- Cavanagh Location of Cavanagh in Edmonton
- Coordinates: 53°24′36″N 113°30′36″W﻿ / ﻿53.410°N 113.510°W
- Country: Canada
- Province: Alberta
- City: Edmonton
- Quadrant: SW
- Ward: Ipiihkoohkanipiaohtsi
- Sector: Southwest
- Area: Heritage Valley

Government
- • Administrative body: Edmonton City Council
- • Councillor: Michael Elliott
- Elevation: 695 m (2,280 ft)

= Cavanagh, Edmonton =

Cavanagh is a neighbourhood in southwest Edmonton, Alberta, Canada.
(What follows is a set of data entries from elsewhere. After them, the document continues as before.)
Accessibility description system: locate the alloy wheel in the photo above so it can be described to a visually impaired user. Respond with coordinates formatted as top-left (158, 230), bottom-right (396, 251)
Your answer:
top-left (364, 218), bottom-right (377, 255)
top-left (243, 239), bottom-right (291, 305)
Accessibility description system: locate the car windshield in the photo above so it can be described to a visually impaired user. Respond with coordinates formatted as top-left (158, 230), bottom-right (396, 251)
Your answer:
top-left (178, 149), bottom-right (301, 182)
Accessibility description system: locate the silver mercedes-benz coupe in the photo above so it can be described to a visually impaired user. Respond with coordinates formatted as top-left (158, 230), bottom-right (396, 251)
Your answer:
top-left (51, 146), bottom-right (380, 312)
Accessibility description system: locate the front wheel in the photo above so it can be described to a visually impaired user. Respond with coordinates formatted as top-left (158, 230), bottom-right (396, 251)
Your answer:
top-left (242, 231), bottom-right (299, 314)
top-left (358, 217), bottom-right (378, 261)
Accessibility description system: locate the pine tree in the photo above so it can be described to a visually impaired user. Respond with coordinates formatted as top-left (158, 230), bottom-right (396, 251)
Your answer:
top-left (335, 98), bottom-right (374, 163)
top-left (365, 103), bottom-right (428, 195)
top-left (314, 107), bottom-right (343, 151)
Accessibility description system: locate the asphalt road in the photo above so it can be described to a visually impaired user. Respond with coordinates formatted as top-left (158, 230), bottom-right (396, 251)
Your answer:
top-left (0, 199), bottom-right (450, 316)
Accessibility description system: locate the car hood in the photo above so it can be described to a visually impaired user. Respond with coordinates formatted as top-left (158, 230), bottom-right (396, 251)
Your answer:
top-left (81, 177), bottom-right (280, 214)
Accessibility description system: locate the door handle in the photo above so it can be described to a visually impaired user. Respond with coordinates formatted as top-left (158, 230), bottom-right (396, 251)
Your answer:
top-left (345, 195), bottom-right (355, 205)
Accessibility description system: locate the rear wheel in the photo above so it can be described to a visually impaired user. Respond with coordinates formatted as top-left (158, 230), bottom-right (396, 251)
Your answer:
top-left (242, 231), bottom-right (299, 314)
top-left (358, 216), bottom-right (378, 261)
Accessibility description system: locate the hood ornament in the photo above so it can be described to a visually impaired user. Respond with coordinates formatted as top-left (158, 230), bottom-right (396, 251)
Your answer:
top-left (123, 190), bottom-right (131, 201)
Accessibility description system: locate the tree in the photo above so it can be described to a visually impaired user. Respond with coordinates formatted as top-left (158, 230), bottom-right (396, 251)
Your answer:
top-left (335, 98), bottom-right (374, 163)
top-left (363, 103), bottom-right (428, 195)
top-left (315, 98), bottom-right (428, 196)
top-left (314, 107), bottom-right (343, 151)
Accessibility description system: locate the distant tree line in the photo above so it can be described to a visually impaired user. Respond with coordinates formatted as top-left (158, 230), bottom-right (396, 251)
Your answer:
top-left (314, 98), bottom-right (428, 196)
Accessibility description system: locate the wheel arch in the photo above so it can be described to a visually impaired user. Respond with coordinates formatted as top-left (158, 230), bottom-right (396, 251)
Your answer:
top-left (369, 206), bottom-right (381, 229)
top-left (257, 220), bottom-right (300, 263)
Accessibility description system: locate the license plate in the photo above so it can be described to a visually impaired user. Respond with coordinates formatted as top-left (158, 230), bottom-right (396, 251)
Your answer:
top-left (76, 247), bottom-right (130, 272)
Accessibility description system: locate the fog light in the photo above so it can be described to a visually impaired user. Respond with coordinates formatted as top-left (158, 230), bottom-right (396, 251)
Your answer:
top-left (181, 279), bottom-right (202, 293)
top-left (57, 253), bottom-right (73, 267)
The neighbourhood is named after Terry Cavanagh, former Edmonton city councillor and Edmonton's first native-born mayor.

Cavanagh is located within the Heritage Valley area and was the original Heritage Valley Neighbourhood 7B within Heritage Valley Servicing Concept Design Brief (SCDB).

It is bounded by the Allard and Callaghan neighbourhoods to the west across Blackmud Creek, the Blackmud Creek neighbourhood to the north across Blackmud Creek, the Cashman neighbourhood to the northeast, Calgary Trail and Gateway Boulevard to the east, and Leduc County to the south.